Famílias dão conforto a pacientes terminais
Manter um paciente terminal em casa exige amor da família, mais do que a estrutura e suporte oferecidos pelas equipes do Sistema de Internação Domiciliar (SID). Foi esse fator que conferiu uma morte mais serena a dona Zulênia, 67 anos, garante a devotada filha Claudete Stringueta, 37 anos. ''Tenho certeza de que ela foi muito feliz ao nosso lado. Nos últimos meses de vida minha mãe já não falava, mas eu sentia isso no semblante dela. No hospital, com aquele monte de tubos, eu só via sofrimento.''
Foram 26 anos de luta, enfrentando cinco derrames, uma amputação de perna e o mal de Alzheimer. A maior parte desse tempo foi gasta em hospitais, conta Claudete, até que a família venceu o receio e aceitou ''internar'' Zulênia em casa, em 2001. ''Passamos a ter um hospital dentro de casa e com a família toda lhe dando amor, até o cachorro'', ressalta. A comerciante lembra que, fora do hospital, a mãe ganhou peso e nunca mais teve feridas pelo corpo. ''Nós a virávamos na cama sempre que preciso, aplicávamos todos os remédios, molhávamos sua boca. Era uma atenção constante que não podiam dar para ela no hospital'', observa.

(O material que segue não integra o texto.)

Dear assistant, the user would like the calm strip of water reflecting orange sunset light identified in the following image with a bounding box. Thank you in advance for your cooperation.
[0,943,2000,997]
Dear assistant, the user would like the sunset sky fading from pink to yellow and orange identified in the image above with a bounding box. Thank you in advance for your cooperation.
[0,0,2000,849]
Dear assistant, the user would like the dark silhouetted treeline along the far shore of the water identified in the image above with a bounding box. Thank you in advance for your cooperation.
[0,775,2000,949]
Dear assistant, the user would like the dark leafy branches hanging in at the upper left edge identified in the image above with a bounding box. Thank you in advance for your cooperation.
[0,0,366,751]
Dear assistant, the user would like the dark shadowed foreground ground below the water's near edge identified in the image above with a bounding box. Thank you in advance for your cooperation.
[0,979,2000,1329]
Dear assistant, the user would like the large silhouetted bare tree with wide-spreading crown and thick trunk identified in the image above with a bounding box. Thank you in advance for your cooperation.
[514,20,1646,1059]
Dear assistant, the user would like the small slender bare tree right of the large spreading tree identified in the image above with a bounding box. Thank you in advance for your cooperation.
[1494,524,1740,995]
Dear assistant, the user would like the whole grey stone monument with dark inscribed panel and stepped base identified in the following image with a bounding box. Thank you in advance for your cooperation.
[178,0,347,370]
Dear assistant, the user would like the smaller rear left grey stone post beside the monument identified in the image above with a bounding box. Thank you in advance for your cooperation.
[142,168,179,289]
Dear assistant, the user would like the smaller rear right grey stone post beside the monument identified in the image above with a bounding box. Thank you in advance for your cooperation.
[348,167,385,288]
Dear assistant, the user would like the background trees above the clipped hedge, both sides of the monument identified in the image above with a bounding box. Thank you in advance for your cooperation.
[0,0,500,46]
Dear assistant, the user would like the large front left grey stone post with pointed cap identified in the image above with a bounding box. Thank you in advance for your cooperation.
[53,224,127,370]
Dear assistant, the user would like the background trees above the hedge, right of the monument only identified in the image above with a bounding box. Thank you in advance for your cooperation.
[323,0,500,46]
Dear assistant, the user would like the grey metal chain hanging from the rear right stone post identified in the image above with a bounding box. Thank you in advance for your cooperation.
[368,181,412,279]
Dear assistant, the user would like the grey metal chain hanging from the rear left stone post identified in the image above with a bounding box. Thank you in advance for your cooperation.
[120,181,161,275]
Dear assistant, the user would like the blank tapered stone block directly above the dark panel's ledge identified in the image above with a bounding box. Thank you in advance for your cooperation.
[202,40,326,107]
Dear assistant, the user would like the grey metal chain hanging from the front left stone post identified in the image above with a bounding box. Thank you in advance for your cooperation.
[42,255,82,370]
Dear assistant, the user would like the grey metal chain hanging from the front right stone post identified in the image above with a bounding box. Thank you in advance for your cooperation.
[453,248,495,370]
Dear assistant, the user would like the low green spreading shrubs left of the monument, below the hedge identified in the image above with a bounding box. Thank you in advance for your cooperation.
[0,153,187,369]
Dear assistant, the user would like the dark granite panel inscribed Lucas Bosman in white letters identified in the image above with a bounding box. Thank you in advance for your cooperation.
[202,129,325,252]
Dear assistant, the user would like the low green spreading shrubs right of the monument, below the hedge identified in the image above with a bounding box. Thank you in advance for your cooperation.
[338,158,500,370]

Como Zulênia, dona Alexandrina, 70 anos, viu no SID a chance de voltar a ter paz. ''Ela já havia retirado um terço do estômago por causa do câncer. Fez 18 quimioterapias, até que a médica disse que não havia mais o que fazer. Ela preferiu passar seus últimos dois meses em casa'', relata a filha, Maria Helena Daesiol. Segundo ela, não foi preciso fazer nenhuma adaptação na residência para cuidar da paciente. A única mudança foi que a filha parou de trabalhar para dar atenção integral a ela. ''Se fosse eu a doente, também optaria por morrer em casa'', opina.
Para Claudete, programas como o SID deveriam ser melhor divulgados e receber investimentos do governo federal. ''Só quem passou pelo mesmo que eu sabe o quanto é importante ter o paciente em casa. E imagine quantos leitos iriam sobrar para quem precisa mais dos hospitais''. (V.N.)